When Ryzen Mobile was revealed in October, AMD claimed playable framerates in an ultrathin notebook form factor. Users can expect to run League of Legends, DOTA 2 and CS:GO at 1920×1080, and Overwatch and Quake Champions at 1280×720, and still get between 43fps and 66fps depending on the quality settings used. Moreover, 4K streaming is supported by Amazon, Vudu and Netflix. HDR and Freesync 2 are supported on both internal and external displays.
What this means is, multiplayer gaming on the go could soon become a reality for many, allowing you to play online games like Overwatch or Counter-Strike on your laptop when you’re on the road over cellular data thanks to Qualcomm’s modems.
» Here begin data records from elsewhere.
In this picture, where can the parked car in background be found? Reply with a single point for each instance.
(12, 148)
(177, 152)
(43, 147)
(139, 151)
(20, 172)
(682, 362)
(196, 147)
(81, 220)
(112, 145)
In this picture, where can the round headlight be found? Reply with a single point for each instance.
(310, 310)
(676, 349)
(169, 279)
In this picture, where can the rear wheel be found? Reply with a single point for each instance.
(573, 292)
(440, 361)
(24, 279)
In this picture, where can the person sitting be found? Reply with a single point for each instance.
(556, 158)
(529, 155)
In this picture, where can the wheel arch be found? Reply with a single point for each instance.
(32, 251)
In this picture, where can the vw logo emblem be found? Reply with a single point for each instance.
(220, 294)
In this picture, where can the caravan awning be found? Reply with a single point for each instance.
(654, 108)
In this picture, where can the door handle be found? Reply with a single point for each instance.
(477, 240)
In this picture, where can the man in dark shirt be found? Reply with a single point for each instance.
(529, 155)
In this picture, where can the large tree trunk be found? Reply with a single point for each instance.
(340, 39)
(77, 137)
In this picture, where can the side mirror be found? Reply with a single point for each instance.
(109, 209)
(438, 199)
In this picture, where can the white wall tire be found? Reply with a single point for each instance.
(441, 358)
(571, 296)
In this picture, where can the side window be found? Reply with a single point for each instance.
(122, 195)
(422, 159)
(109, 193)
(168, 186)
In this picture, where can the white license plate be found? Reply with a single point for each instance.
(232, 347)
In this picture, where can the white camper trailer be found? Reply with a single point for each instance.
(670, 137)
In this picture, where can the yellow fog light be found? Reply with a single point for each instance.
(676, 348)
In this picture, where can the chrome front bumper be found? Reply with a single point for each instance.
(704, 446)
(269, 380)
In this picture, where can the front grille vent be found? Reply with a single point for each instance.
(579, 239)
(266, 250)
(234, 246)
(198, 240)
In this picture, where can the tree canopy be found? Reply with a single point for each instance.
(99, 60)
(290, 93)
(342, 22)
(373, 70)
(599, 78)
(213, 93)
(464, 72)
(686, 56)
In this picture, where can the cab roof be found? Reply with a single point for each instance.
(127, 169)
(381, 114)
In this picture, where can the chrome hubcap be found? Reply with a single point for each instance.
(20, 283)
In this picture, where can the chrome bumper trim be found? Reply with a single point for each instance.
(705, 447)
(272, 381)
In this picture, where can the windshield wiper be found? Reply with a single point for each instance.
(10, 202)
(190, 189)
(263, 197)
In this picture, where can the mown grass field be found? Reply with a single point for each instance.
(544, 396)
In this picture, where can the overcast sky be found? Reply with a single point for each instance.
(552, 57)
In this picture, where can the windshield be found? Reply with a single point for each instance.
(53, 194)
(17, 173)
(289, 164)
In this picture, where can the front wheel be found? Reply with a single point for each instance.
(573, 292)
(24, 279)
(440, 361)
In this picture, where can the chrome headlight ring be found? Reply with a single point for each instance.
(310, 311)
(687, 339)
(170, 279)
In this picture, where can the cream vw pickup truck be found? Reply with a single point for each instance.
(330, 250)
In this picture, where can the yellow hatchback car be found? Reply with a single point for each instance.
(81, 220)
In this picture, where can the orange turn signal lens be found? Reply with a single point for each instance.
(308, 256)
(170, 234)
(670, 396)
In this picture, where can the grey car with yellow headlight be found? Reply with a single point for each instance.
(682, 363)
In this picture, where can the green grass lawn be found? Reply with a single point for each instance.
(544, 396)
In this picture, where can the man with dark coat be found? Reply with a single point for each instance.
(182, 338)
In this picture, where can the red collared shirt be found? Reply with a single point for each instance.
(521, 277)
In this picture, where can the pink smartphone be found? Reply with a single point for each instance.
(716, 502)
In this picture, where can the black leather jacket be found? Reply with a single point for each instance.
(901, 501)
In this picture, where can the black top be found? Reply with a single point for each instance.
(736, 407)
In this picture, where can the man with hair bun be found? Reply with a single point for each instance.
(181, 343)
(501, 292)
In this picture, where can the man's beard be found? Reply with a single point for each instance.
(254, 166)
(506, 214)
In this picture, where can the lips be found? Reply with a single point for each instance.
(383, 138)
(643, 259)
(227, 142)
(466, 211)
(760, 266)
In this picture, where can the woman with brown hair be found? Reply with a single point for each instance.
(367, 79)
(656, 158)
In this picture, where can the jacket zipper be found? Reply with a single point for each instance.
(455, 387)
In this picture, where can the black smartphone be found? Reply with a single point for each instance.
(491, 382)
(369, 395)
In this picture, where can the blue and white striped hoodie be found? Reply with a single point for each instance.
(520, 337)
“Both AMD and Qualcomm have shown a consistent commitment to delivering products that redefine next-generation mobile user experiences,” said Kevin Lensing, Corporate Vice President and General Manager, Client Computing, AMD. “OEMs around the world will now be able to combine the recently announced AMD Ryzen mobile processors with Qualcomm Technologies’ leading wireless solutions via their Snapdragon LTE modem family to achieve new levels of performance, connectivity and capability for ultrathin notebook PCs. Qualcomm Technologies believes the always connected PC is the future of personal computing, and we are working with AMD to bring each company’s expertise to bear for these exciting products,” said Alex Katouzian, Senior Vice President and General Manager, Mobile, Qualcomm Technologies. “Combining AMD processors with our cutting-edge LTE connectivity technology results in always-connected client notebooks for consumers in a mobile-first future.”
However no actual product has been revealed and other than announcing this collaboration, no other details have been made public either, so it’s tough to point out what exactly can be expected.
With PC gaming getting increasingly portable, this partnership poses a threat to Intel which has a stranglehold on this segment of the market. For consumers, it means more choice in the future, which is never a bad thing.